O ocaso anti-natura da Trincadeira e do Castelão
Para muitas castas, o melhor estudo já tem vindo a ser feito há muito tempo pelos produtores de vinho nacionais. Foi, de resto, a alguns deles que o director da Revista de Vinhos, Luís Lopes, recorreu para reunir amostras de vinhos varietais de 2010 e proporcionar na apresentação do Catálogo das Castas uma prova comparativa de 34 castas (17 brancas e 17 tintas). A prova, rara e didáctica, mostrou que castas brancas como a Cercial ou tintas como o Moreto, a Tinta Francisca ou o Rufete podem originar vinhos magníficos. E pôs também em evidência a enorme diversidade vitícola nacional e a insensatez de muitos produtores, que insistem em povoar os novos vinhedos de Touriga Nacional, Cabernet Sauvignon, Chardonnay, Merlot ou Syrah.
A atracção, de norte a sul do país, por castas estrangeiras e por um número cada vez mais reduzido de castas nacionais tem levado muita gente a cometer erros colossais e a esquecer, por exemplo, as consequências das alterações climáticas. Como lembrava Rogério de Castro, duas das castas que mais aguentam o calor são a Trincadeira e o Castelão e, no entanto, a presença de ambas tem vindo a diminuir no país, quando seria de esperar o contrário.

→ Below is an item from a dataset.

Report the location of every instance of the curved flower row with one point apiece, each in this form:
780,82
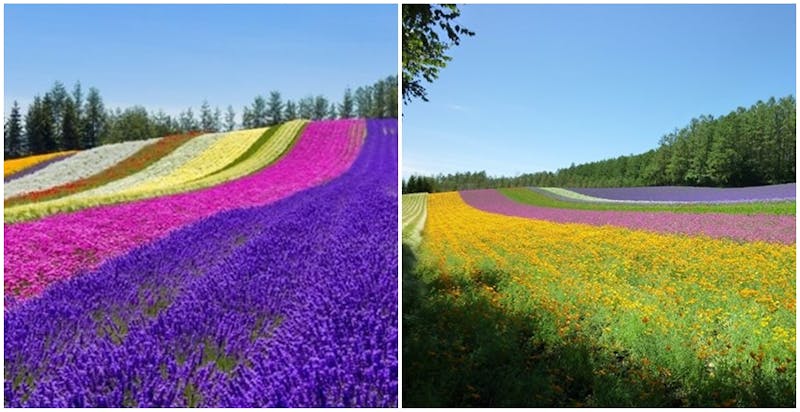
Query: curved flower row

Por outro lado, os programas de modernização da viticultura portuguesa, apoiados por fundos comunitários e nacionais, têm provocado a destruição de inúmeras vinhas velhas e ameaçado a conservação de algumas castas. Nem todas as vinhas velhas são boas, a maioria será até má, pelas castas de pouca qualidade que têm. Mas muitas são verdadeiros tesouros. Só que não existe nenhum projecto de inventariação e classificação das parcelas que merecem efectivamente ser conservadas (a tarefa não é fácil, reconheça-se), pelo que algumas delas acabam destruídas com o apoio financeiro do próprio Estado.
Vinhos velhos e eternos
Claro que nem tudo é mau. A cultura da vinha viveu congelada durante muito tempo em práticas empíricas, nem sempre amigas da qualidade. Mas nunca como hoje se fez tão boa viticultura e enologia. E mesmo o arcaísmo herdado pelas novas gerações de viticultores teve o seu efeito virtuoso: permitiu conservar uma diversidade de métodos, de estilos de vinhos e de castas que constituem hoje uma imensa riqueza e uma inesgotável fonte de inspiração.

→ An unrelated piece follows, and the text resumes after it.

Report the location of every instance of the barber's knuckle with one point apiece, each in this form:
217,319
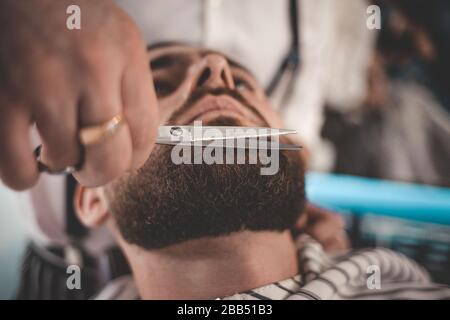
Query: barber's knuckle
18,178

Alguns dos vinhos de antigamente seriam hoje moderníssimos, se os produtores e os consumidores tivessem paciência para esperar pela sua evolução. O IVV possui uma vasta garrafeira de vinhos antigos e uns quantos puderam ser provados ao almoço, permitindo confirmar isso mesmo. Perante a complexidade, frescura e vivacidade dos tintos com 11,5% de álcool de 1980 e 1983 da Adega Cooperativa de Oliveira do Bairro, ou do ValdArcos de 1989, ou ainda dos Bageiras e Quinta dos Roques de 1990, por exemplo, é impossível não ficar saudoso dos vinhos clássicos. Já para não falar dos curiosos aperitivos e abafados da Adega do Cartaxo da década de 50 do século passado e de alguns Madeira.

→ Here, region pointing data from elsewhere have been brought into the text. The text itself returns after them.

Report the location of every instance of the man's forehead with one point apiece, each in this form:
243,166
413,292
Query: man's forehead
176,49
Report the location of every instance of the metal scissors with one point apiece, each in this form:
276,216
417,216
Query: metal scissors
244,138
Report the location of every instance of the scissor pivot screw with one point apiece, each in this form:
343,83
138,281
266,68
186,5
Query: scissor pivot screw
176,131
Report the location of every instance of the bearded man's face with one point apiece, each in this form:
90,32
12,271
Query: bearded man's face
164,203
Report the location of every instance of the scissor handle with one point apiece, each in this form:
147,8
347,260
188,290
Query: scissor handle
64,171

Um deles, um Malvasia de 1879 e engarrafado em 1938 de Luiz Gomes da Conceição, é a confirmação de que os Madeira podem ser eternos. Outro, um Vinho Surdo de Listrão do Porto Santo, colheita de 1941 e engarrafado em 1947, não nos levou aos céus, mas valeu pela raridade. Não se conhece a sua proveniência. Sabe-se, isso sim, que "surdo" era o nome que chamavam ao vinho fortificado/abafado da Madeira. E o Listrão é uma casta quase desaparecida do arquipélago da Madeira. Os poucos cachos que ainda se produzem no Porto Santo são vendidos na rua a turistas.
Provou-se ainda um Madeira Verdelho de 1941, da Junta Nacional do Vinho, e bastaria esta garrafa para o almoço ser memorável. O vinho tem uma acidez quase arrepiante e uma doçura austera e cativante que nos deixa literalmente a salivar. Fantástico.